On Tuesday, NASA plans to issue a “request for information” seeking alternative plans from aerospace companies as well as experts within NASA, with proposals to be due on May 17. Of those, NASA would finance several of the proposals, with studies finishing later this year. Then NASA would have to decide its next step.

“We’re going to need to go off to some very innovative new possibilities for design and certainly leave no stone unturned,” said Nicola Fox, the associate administrator for NASA’s science mission directorate.

At the same time, she said she hoped for “traditional, tried-and-true architectures” that would reduce the risk of delay and failure.

“This is the Hail Mary,” Casey Dreier, the chief of space policy at the Planetary Society, a nonprofit organization that supports space exploration, said in an interview. Mr. Dreier said he had thought that NASA would simply announce a delay, which would reduce the amount it was spending on the mission in a given year, while adding to the final price tag.

“That would have been an easier way, from our perspective, to preserve the plan as it existed, to add certainty where there’s uncertainty,” Mr. Dreier said.

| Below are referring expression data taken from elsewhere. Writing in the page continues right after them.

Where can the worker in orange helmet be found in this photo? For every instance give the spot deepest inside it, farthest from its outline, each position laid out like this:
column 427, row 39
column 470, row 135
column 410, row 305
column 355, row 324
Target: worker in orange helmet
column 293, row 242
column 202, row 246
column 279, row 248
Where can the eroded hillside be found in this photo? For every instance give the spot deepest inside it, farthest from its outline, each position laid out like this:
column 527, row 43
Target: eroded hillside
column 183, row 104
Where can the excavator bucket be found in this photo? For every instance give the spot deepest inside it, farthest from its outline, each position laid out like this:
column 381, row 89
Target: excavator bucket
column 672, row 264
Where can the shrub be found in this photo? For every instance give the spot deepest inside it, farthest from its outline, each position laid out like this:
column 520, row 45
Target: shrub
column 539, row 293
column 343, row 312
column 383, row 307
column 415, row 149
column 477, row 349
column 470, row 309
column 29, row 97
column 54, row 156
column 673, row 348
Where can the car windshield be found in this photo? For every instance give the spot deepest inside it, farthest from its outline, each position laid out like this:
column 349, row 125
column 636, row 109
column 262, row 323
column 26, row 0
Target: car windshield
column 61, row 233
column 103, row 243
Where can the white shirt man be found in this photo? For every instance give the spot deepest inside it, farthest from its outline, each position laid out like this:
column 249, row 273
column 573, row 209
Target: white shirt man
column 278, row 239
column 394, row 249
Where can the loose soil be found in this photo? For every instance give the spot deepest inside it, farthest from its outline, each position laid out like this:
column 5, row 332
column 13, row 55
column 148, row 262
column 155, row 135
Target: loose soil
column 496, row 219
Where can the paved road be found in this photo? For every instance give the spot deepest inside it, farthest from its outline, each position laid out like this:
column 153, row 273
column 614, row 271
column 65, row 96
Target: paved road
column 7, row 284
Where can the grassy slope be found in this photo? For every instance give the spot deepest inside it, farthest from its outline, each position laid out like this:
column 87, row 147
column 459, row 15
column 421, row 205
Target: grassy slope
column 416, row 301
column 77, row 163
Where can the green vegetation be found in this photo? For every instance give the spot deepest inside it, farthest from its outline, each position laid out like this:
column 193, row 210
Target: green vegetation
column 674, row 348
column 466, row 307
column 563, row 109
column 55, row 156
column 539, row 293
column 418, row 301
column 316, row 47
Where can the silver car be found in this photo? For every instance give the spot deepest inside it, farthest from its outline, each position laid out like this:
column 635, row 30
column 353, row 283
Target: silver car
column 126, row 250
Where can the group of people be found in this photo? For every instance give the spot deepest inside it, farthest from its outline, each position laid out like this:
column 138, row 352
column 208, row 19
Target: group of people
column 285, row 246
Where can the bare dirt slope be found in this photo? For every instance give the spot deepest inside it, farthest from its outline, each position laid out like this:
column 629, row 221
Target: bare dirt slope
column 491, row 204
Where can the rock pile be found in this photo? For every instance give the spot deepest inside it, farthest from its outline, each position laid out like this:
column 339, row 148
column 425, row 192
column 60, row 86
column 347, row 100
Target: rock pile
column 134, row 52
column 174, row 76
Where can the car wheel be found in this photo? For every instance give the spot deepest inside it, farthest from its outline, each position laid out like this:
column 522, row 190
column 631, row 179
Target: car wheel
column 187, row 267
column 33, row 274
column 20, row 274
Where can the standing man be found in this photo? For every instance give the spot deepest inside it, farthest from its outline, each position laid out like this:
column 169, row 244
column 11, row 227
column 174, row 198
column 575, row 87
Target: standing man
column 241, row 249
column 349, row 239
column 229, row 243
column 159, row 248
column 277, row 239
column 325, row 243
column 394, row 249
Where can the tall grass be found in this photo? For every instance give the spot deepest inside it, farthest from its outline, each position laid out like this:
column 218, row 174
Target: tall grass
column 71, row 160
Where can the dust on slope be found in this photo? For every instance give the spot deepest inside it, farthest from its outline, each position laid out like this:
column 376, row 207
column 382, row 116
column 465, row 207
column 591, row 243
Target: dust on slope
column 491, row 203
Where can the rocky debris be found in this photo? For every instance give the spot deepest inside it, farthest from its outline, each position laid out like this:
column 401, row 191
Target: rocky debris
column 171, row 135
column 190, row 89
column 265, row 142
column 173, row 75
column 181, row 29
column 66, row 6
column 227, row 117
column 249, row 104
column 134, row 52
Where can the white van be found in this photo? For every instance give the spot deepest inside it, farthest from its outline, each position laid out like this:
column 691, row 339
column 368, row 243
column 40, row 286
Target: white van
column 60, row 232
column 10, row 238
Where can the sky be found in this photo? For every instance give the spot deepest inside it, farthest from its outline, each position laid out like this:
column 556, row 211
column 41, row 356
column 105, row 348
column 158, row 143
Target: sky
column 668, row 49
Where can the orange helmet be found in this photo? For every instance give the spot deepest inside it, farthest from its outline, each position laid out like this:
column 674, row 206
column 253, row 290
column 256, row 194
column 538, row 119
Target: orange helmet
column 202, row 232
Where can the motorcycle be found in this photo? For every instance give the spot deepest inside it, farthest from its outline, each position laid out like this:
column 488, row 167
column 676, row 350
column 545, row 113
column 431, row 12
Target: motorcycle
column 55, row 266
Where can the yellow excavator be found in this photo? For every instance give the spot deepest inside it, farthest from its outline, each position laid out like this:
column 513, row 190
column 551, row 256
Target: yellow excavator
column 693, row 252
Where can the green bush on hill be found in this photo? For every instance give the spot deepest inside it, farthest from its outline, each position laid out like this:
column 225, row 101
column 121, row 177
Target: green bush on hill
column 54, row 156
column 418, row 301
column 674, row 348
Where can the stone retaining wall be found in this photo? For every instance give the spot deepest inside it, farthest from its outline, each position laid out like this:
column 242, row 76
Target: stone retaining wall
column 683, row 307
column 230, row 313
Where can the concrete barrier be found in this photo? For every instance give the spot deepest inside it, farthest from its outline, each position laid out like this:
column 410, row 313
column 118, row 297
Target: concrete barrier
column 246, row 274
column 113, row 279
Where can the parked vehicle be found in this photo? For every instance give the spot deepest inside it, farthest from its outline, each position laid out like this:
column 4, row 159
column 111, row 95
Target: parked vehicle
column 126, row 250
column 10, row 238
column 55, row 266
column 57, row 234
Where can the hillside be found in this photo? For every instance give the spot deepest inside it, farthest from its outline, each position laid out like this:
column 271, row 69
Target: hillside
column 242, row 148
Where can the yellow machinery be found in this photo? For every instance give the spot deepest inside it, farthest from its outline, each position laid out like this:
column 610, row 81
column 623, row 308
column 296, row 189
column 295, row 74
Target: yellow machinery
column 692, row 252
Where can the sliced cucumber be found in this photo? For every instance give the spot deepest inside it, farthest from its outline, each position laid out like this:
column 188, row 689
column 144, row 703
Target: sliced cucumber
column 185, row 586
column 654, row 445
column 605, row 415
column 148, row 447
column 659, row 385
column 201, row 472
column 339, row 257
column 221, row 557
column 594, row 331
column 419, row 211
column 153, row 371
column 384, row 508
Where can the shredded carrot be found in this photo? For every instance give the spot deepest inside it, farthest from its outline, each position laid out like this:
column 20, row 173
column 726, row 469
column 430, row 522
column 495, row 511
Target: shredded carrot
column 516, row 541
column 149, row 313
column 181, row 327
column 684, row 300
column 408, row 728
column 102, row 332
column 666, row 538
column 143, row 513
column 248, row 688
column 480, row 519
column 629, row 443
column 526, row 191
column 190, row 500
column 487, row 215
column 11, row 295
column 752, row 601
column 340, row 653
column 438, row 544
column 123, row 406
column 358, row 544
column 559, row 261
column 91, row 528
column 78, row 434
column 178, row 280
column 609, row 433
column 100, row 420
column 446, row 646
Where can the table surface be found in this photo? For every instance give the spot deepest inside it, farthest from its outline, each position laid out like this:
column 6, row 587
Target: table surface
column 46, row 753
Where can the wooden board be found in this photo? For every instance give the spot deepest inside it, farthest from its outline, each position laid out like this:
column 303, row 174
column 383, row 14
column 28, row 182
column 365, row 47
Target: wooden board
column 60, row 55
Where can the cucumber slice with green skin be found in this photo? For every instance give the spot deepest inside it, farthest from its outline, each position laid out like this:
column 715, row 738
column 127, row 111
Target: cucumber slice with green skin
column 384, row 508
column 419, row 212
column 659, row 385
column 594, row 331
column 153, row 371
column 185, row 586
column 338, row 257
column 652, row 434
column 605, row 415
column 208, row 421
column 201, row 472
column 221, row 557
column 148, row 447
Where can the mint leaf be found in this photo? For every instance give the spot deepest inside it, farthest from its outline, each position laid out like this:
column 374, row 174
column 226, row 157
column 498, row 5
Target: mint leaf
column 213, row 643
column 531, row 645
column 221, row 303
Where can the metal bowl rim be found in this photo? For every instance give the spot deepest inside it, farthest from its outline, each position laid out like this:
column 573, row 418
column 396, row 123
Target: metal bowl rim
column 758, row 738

The first phase of Mars Sample Return is already underway. NASA’s Perseverance rover, which landed on Mars in 2021, has been drilling and collecting cylindrical samples of rock and soil in the Jezero Crater, which contains an ancient river delta.

The current Mars Sample Return plan, devised by NASA’s Jet Propulsion Laboratory in California, involves a complex choreography. First, a new robotic spacecraft would land near the Perseverance rover, which would then hand over about 30 of its rock samples. Those would then be launched into orbit around Mars. Yet another spacecraft, from the European Space Agency, would retrieve those samples, take them back to Earth and drop them off within a small disk-shaped vehicle that would land in a Utah desert.

To undertake a mission that would move more quickly and at a lower cost, one idea might be to leave some of the samples behind on Mars. That would reduce the size and complexity of the spacecraft needed.

If scientists were forced to choose which rocks they want most, “I think that will be some very, very lively and very exciting scientific chatter,” Dr. Fox said.

In February, Mr. Dreier wrote an essay about whether NASA could turn to Elon Musk’s SpaceX for a cheaper robotic Mars Sample Return mission. SpaceX’s mammoth Starship rocket is being designed with the goal of sending people to Mars.

“The answer is almost certainly ‘no,’” Mr. Dreier wrote then. “At least, not anytime soon.”

But if Mr. Musk and SpaceX are interested, NASA is now willing to listen. Mr. Dreier said that SpaceX would need to solve numerous technical challenges, including how it could produce propellants for the return trip.

“Is this getting to be less, or more expensive and time-consuming and risky than the original J.P.L. concept?” Mr. Dreier said, referring to the Jet Propulsion Laboratory’s plan.

SpaceX did not respond to a request for comment.

Mr. Dreier said that, as an optimist, perhaps Mr. Nelson was right and that someone would offer a better solution.

But he added that NASA’s announcement on Monday could be a pretext for canceling the mission, or trying to convince Congress that it indeed needed $11 billion.

“It may just be that people don’t want to accept that that’s what it costs,” he said. “I guess that’s one of the things we’ll find out.”